Cuando me tocó escribir algo para navidad, me di cuenta de que sólo podía hablar desde lo que significó la navidad para mí según pasaron los años .


Por Eugenia Rombolá



Cuando éramos chicas empezaba como dos o tres semanas antes, cuando ya comenzábamos a planear lo que le pediríamos a Papá Noel. Y en la tele se llenaba de películas temáticas, donde siempre había algún malvado que no creía en el espíritu navideño, pero al final cambiaba de opinión.


Yo nunca vi a Papá Noel. Ningún familiar tuvo la bondad de calzarse el disfraz. Lo que sí recuerdo es que a las doce todos los grandes nos arengaban a los chicos de ese entonces para que salgamos al parque a ver los fuegos artificiales.


Había un amigo de papá que era capo en eso. Traía todo un arsenal que nos dejaba como media hora con la boca abierta mirando el cielo. Entonces cuando entrábamos a la casa, el arbolito estaba lleno de regalos y mamá decía que recién se había ido Papá Noel, que no se quedó a saludarnos porque estaba muy apurado.


En fin, esa historieta me la comí dos o tres años, y como dos años más me hice la distraída, para no arruinarle la ilusión a mamá de que el montaje papanoelístico había cumplido su cometido.
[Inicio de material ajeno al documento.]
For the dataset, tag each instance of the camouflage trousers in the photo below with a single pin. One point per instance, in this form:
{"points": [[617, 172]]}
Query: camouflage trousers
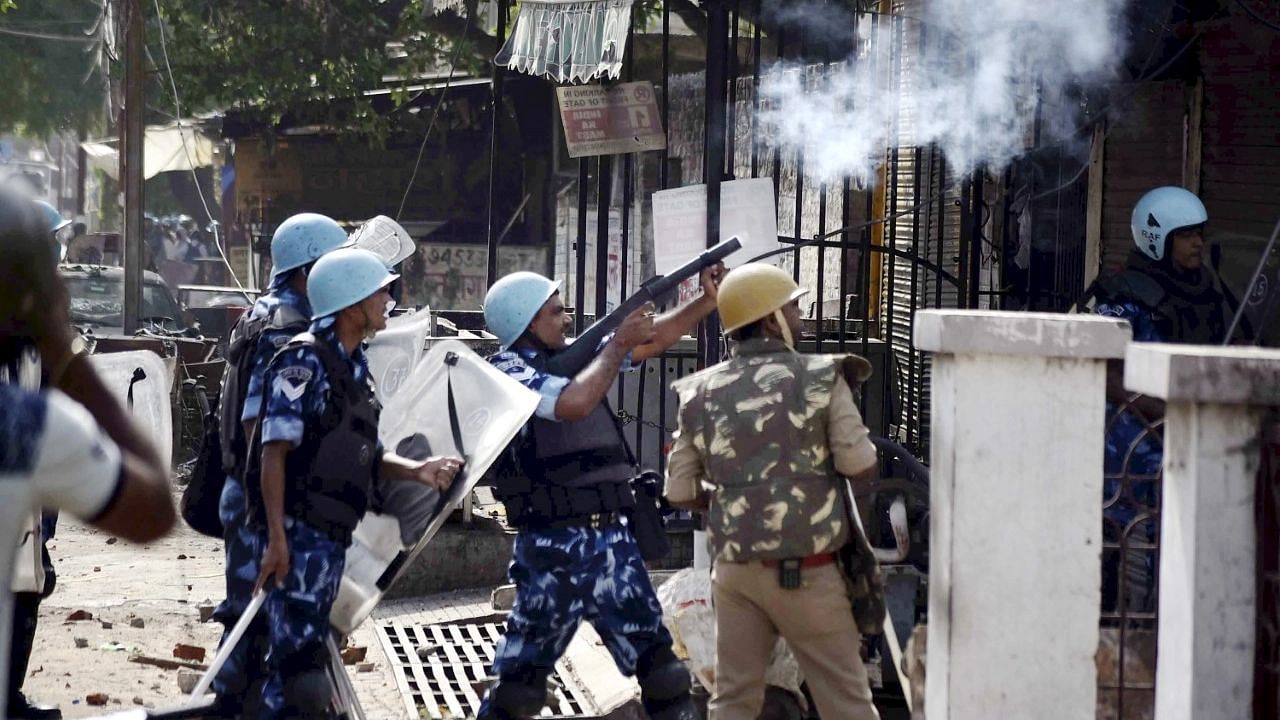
{"points": [[247, 661], [566, 575], [297, 615]]}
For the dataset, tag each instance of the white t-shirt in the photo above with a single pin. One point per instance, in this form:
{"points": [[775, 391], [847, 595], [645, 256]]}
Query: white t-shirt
{"points": [[53, 455]]}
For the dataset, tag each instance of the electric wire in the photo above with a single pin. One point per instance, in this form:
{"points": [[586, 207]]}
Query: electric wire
{"points": [[435, 113], [186, 149], [1255, 14], [33, 35]]}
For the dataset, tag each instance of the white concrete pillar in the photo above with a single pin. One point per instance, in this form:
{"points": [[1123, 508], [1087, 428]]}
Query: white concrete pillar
{"points": [[1215, 399], [1015, 511]]}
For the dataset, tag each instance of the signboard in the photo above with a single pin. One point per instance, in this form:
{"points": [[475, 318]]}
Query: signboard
{"points": [[611, 121], [453, 276], [680, 223]]}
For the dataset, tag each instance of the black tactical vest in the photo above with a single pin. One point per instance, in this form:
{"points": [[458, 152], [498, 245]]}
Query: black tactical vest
{"points": [[242, 343], [567, 469], [329, 475]]}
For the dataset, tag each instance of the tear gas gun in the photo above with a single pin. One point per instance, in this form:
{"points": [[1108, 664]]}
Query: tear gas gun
{"points": [[571, 361]]}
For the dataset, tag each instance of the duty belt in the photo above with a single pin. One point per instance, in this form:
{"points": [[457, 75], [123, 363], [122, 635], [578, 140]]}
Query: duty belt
{"points": [[595, 520]]}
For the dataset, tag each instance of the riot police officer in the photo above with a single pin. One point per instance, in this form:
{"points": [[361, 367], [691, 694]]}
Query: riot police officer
{"points": [[1168, 295], [766, 441], [42, 525], [320, 458], [568, 496], [256, 337]]}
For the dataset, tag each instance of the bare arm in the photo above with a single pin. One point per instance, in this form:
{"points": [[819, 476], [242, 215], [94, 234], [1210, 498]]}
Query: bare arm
{"points": [[144, 510], [81, 382], [1150, 408], [676, 324], [434, 472], [580, 396], [670, 327]]}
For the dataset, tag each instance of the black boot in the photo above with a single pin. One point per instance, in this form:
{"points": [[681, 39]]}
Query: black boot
{"points": [[26, 610], [22, 709]]}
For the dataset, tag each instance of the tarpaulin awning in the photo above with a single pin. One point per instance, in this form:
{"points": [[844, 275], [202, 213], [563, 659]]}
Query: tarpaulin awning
{"points": [[178, 146], [568, 40]]}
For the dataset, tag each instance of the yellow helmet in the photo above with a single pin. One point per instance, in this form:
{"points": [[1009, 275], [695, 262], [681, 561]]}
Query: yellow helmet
{"points": [[752, 291]]}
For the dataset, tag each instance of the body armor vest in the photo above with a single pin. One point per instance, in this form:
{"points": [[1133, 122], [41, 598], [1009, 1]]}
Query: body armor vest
{"points": [[759, 422], [567, 469], [329, 475], [241, 351]]}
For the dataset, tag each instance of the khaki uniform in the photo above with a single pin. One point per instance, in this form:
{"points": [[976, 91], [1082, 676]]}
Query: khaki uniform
{"points": [[766, 438]]}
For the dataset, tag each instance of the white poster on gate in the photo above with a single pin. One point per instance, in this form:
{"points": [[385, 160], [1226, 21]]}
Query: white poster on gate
{"points": [[680, 222]]}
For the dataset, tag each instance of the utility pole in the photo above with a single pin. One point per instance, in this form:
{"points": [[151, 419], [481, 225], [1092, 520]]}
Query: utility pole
{"points": [[714, 132], [131, 159]]}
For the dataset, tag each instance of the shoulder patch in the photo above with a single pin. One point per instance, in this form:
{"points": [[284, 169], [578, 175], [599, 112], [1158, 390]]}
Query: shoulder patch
{"points": [[292, 381]]}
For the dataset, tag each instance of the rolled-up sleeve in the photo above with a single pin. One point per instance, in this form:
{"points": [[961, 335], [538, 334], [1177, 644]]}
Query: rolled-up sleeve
{"points": [[849, 438], [686, 473]]}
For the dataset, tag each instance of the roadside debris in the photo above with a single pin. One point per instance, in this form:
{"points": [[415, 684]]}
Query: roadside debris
{"points": [[188, 652], [165, 664], [187, 680]]}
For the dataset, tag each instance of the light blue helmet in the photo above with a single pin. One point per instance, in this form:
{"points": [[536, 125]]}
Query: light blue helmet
{"points": [[1162, 212], [512, 301], [343, 278], [302, 240], [53, 218]]}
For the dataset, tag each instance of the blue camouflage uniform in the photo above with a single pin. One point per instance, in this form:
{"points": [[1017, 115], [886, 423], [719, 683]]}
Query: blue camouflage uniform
{"points": [[296, 393], [245, 664], [1134, 454], [565, 575]]}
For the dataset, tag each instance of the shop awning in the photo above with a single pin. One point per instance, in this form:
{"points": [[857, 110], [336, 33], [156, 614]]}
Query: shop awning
{"points": [[178, 146], [567, 40]]}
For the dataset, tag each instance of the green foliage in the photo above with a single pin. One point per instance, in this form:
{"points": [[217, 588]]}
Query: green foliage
{"points": [[310, 60], [53, 71]]}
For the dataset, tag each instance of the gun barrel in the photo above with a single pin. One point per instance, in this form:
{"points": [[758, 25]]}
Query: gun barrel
{"points": [[572, 360]]}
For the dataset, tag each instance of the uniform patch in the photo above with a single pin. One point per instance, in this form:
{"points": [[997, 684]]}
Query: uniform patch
{"points": [[292, 382], [520, 372]]}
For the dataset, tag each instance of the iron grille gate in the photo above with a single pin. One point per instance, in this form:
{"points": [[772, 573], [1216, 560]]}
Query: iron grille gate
{"points": [[443, 668]]}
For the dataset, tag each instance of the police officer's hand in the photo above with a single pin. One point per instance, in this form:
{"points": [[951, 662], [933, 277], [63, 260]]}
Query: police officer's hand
{"points": [[438, 472], [275, 561], [711, 278], [636, 328]]}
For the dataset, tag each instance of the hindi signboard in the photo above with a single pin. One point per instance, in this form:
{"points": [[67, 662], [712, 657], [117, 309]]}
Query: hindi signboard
{"points": [[611, 121]]}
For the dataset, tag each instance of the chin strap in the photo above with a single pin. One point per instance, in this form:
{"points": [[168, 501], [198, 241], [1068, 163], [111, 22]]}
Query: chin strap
{"points": [[786, 329]]}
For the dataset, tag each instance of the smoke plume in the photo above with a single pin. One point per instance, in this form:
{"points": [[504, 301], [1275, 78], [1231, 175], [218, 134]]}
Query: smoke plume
{"points": [[972, 76]]}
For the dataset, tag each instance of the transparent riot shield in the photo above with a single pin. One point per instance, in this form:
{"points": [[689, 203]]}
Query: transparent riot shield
{"points": [[487, 411]]}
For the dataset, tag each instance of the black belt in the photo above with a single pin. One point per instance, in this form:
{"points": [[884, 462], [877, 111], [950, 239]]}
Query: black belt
{"points": [[597, 520]]}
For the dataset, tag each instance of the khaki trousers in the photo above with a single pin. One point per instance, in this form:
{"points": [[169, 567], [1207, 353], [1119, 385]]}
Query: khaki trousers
{"points": [[818, 624]]}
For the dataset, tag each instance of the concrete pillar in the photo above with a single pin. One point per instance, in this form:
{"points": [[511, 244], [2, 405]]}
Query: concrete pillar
{"points": [[1015, 511], [1215, 397]]}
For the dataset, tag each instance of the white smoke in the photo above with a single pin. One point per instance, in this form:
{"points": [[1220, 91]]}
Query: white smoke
{"points": [[973, 87]]}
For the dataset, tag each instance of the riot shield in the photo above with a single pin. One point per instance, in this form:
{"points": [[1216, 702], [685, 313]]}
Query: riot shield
{"points": [[141, 381], [452, 396]]}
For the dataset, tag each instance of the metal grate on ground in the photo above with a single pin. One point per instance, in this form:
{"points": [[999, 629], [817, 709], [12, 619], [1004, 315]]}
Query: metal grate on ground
{"points": [[443, 669]]}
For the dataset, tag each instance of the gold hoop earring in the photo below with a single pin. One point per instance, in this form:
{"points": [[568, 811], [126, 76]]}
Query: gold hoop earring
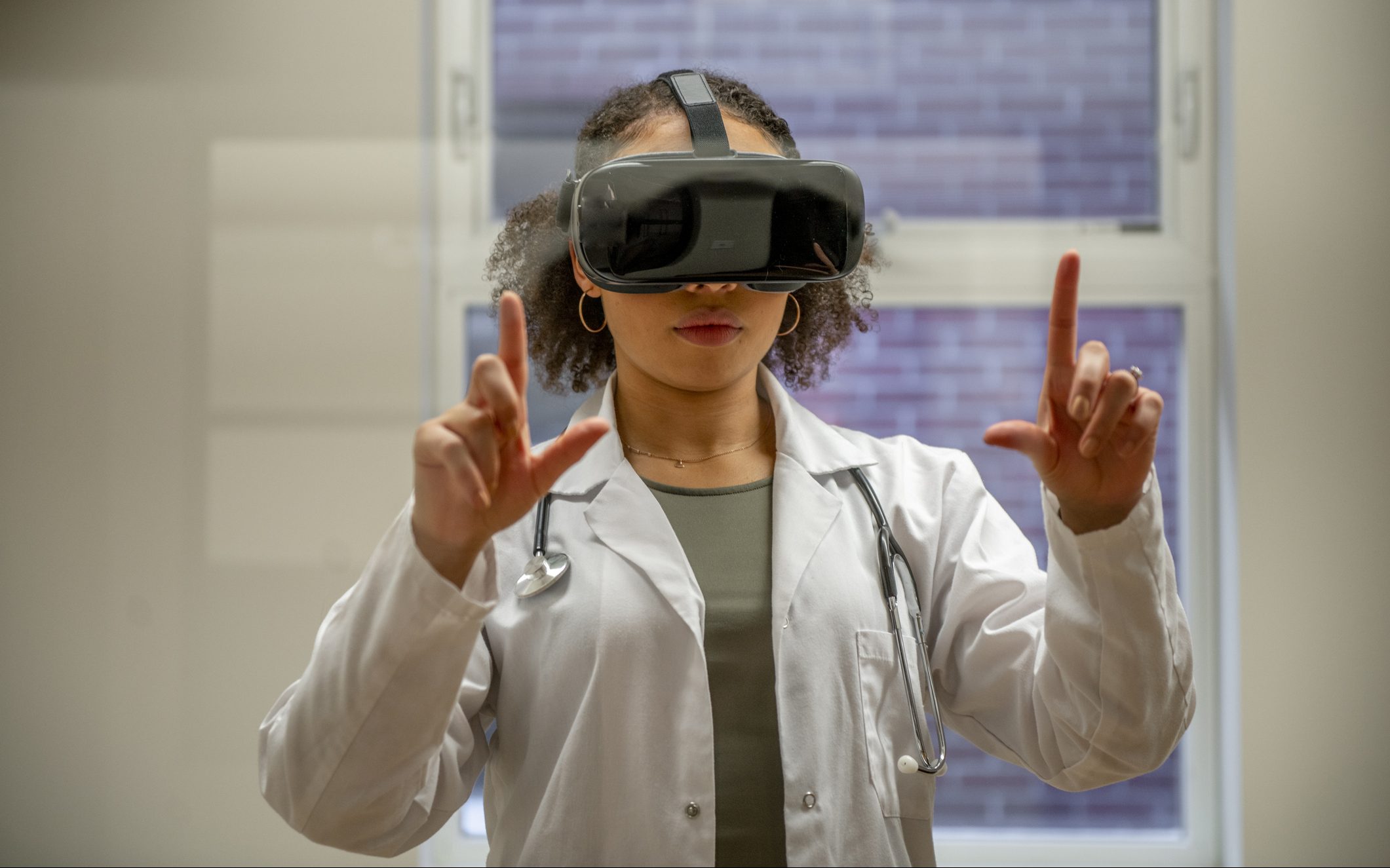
{"points": [[798, 317], [583, 296]]}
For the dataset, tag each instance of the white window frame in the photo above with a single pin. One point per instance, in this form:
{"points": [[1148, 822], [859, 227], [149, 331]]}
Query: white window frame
{"points": [[938, 264]]}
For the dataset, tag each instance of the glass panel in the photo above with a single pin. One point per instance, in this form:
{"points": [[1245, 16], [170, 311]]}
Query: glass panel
{"points": [[952, 109], [944, 375]]}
La navidad era linda. Era una familia unida, aunque sea por una noche. Era amigos, fiesta, ponerse linda. Era comida rica, regalos y tarjetitas de amor y paz. Una navidad digna de Victoria.


Después, en la adolescencia, la navidad era esperar a que sean las doce para escapar de una familia cada vez más rota, salir de joda y emborracharse, porque sí, porque ser adolescente era insoportable y en pedo se hacía un poco más llevadera.


Ahora, en la adultez la época de navidad puede ser un horrorr. La gente anda alterada por la calle, ya está harta, quiere que se termine el año, los negocios están que explotan de personas desquisiadas. Si no hay niños en la cena familiar, la navidad parecería ser algo absurdo.


Sin embargo, puede ser diferente. Como en casi todas las cosas de la vida, es una cuestión de actitud. No es extraño que para estas fechas nos lleguen mails de amigos de los que hacía mil que no teníamos noticias, que a alguno, un poco en pedo, se le dé por llamar al hermano con el que estaba peleado, que el jefe diga “feriado de corrido hasta el 3 de enero”, qué sé yo, esos gestos que en marzo, en julio o en agosto no ocurren ni de casualidad.


Así que si sos como el malo de las películas que veíamos en la infancia, si sos como yo, o como Rolanda, aflojá, comprate algo lindo, sonreíle a los parientes, qué le vas a hacer, son lo que te tocó, aceptalos, olvidate del boludo que te hizo sufrir durante todo el año, rodeate de la gente que te quiere y haceles el mejor regalo: sentirte bien junto a ellos.


Desde VR te deseamos una navidad llena de alegría, buena onda y alcohol (para las que les gusta, claro). Porque la navidad no es ni verde ni roja. Es rosa y negra, como vos, como nosotras, como Victoria Rolanda.


¡Un beso grande y muchas felicidades!